American anthropologists examined an array of 52 bone finds made by Mary Leakey herself in 1960-1970, while working in Olduvai Gorge. Specimens dated to over 800,000 years old, hundreds of thousands of years older than our species, apparently belonged to the more ancient Homo erectus. In the meantime, five bone tools were found among them, including a chopper, a percussion “hammer” with an “anvil” and even a jagged point.
Note that the previous oldest such harpoon, found on the territory of present-day Congo, dates back to “only” 90 thousand years old and is considered a vivid evidence of the unique instrumental skills of Homo sapiens. Now these views, apparently, will have to be reconsidered. An article by Michael Pante and colleagues is published in the Journal of Human Evolution.
It is worth noting that the new finds are far from as unambiguous as the “Congolese harpoon”. On the tip you can see the notches that caused it to get stuck in the body of fish or game, but there are no ring-shaped indentations necessary for attachment to the shaft with fiber. It is possible that the erectus used this instrument in some other way, however, most likely, the manufacture of the tip was never completed.

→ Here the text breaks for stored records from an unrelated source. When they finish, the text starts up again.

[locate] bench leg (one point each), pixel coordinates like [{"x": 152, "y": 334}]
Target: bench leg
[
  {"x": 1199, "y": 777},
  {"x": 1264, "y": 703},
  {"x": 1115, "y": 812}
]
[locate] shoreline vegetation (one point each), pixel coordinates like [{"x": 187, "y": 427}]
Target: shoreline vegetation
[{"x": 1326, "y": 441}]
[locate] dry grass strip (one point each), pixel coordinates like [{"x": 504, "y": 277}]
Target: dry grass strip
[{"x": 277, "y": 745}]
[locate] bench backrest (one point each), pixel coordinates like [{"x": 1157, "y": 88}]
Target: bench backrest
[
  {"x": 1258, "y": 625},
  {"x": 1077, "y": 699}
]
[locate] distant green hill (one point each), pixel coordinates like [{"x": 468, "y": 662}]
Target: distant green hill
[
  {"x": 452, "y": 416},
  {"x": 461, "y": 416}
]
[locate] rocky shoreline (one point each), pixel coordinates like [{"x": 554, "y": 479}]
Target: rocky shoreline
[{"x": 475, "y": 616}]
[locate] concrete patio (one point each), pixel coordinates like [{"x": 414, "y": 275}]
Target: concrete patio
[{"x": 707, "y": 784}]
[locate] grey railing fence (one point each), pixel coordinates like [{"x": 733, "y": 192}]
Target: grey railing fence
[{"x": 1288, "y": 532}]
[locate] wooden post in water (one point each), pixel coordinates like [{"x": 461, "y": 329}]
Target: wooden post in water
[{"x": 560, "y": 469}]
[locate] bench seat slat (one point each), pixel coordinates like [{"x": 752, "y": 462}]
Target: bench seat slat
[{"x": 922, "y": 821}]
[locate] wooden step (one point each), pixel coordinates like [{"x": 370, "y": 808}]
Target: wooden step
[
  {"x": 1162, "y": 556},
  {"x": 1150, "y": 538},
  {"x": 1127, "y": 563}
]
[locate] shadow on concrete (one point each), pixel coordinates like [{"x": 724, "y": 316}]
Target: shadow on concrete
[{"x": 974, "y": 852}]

But even so, it is clear that the ancient craftsmen specially selected suitable animal bones for the instruments. This means that the practice of making bone tools is much older than our species, although it did not reach such heights as later in the hands of the Sapiens. Findings in recent years indicate that other practices that were considered the prerogative of our species may have appeared long before it, including the use of fire to work stones and cooking food in hot water.